Featured Pros: MLB ADP Stock Watch
Thu, Feb 22
Featured Pros: MLB ADP Stock Watch
What one hitter stands out as being drafted too early based on consensus ADP standings.
Cody Belllinger's ADP as the 20th hitter selected and 25th player selected overall is too rich for my blood. The sophomore's rookie season was phenomenal, but there are some cracks in the surface that should provide pause, namely his swing-and-miss issues. Overall, his 26.6% K% in 2017 was palatable and didn't destroy his average (.267), but his 77.0% Z-Contact% was the third lowest among qualified hitters, per FanGraphs. Furthermore, he tallied a 28.3% K% from September 1 through the end of the regular season before punching out in an astounding 43.3% of his plate appearances in the postseason. I would't go crazy downgrading Bellinger, but he belongs on par with fellow sophomore Rhys Hoskins, who's 30th in hitter ADP and 43rd in overall ADP.

What one pitcher stands out as being drafted too early based on consensus ADP standings.
Jake Arrieta was arguably the best pitcher on the planet in 2015, but he's currently a free agent and coming off of a season with a number of red flags. His 3.53 ERA bested his 4.16 FIP, 4.11 xFIP, and 4.15 SIERA as well as his 4.24 DRA, per Baseball Prospectus. The veteran righty's SwStr% dipped to 8.7%, a mark that was below the league average of 10.4% as well as his 2016 mark of 10.5%, and hitters weren't fishing out of the zone as often with just a 27.9% O-Swing% (29.9% league average in 2017 and 29.6% in 2016 for him).

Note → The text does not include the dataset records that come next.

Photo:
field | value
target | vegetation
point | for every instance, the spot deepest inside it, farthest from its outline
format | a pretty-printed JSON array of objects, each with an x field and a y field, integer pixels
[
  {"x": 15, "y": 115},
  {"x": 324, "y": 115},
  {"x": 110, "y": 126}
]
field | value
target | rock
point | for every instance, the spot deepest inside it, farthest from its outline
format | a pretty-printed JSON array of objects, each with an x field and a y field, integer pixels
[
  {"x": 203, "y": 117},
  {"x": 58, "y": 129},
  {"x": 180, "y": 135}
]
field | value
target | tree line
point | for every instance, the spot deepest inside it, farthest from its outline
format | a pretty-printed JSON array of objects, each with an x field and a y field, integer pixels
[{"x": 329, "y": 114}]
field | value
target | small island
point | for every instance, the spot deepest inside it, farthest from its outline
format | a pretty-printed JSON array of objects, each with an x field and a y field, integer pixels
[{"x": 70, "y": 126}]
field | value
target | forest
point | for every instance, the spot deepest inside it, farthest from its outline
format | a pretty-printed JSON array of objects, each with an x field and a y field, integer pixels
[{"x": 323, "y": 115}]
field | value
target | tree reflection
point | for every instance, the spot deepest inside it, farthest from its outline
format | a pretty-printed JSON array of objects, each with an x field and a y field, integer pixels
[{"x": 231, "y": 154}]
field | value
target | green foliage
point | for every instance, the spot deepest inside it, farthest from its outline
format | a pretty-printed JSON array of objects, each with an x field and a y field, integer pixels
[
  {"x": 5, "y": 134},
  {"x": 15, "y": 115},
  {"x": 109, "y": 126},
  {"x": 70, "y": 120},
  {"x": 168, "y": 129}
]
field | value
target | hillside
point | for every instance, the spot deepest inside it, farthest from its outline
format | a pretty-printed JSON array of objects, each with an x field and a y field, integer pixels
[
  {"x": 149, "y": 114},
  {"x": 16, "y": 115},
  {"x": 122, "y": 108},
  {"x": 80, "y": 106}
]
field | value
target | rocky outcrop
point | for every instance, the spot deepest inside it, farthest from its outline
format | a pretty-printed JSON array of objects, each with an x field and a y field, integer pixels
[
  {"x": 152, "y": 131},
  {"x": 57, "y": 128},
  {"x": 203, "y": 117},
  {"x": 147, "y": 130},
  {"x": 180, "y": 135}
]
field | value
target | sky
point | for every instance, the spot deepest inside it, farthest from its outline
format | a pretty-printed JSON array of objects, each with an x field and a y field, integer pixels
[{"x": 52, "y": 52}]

The lack of fooling hitters and avoiding bats accompanied a massive drop in velocity. Brooks Baseball credited him with an average fourseam fastball velo of 94.32 mph and average sinker velo of 94.44 mph in 2016, and those averages dropped to 92.67 mph and 92.48 mph, respectively, in 2017. Arrieta looks more like a fringe top-50 SP than his ADP as the 28th pitcher off the board on average.

MLB Prospects to Stash
Wed, Jan 24
MLB Prospects to Stash
Q1. What pitching prospect should owners target as a draft-day stash even though he may not begin the season in the big leagues?
Michael Kopech entered last year as one of the top pitching prospects in baseball thanks to his overpowering stuff -- namely his fastball that sits in the upper-90s and routinely hits triple digits and his slider. He spent most of the season (22 starts) at the Double-A level and concluded the year with three starts in Triple-A. He offers major strikeout upside, but I'm most encouraged by his second half control gains. In 12 starts after the Southern League All-Star Break (split nine in Double-A and three in Triple-A), Kopech totaled 68.1 innings in which he dominated hitters to the tune of a 2.37 ERA, 7.7% BB%, 31.5% K%, and 1.05 WHIP, according to FanGraphs.

Q2. What hitting prospect should owners target as a draft-day stash even though he may not begin the season in the big leagues?
The likely most popular answer to this question is -- understandably -- Ronald Acuna. In the interest of providing a different option who will almost certainly be available much later, I'll opt for Nick Senzel. The second pick in the 2016 MLB Amateur Draft has wasted little time shooting up the minor-league ladder and slashed .340/.413/.560 with 10 homers, five stolen bases, a 11.1% BB, and 18.3% K% in 235 plate appearances at the Double-A level last year. The tool grades for Senzel at the reputable outlets for ranking, grading, and scouting prospects match his scintillating upper-minor's numbers from 2017. As an added bonus, the right-handed hitting third baseman's power will get a lift from the homer-friendly park factors at Great American Ball Park.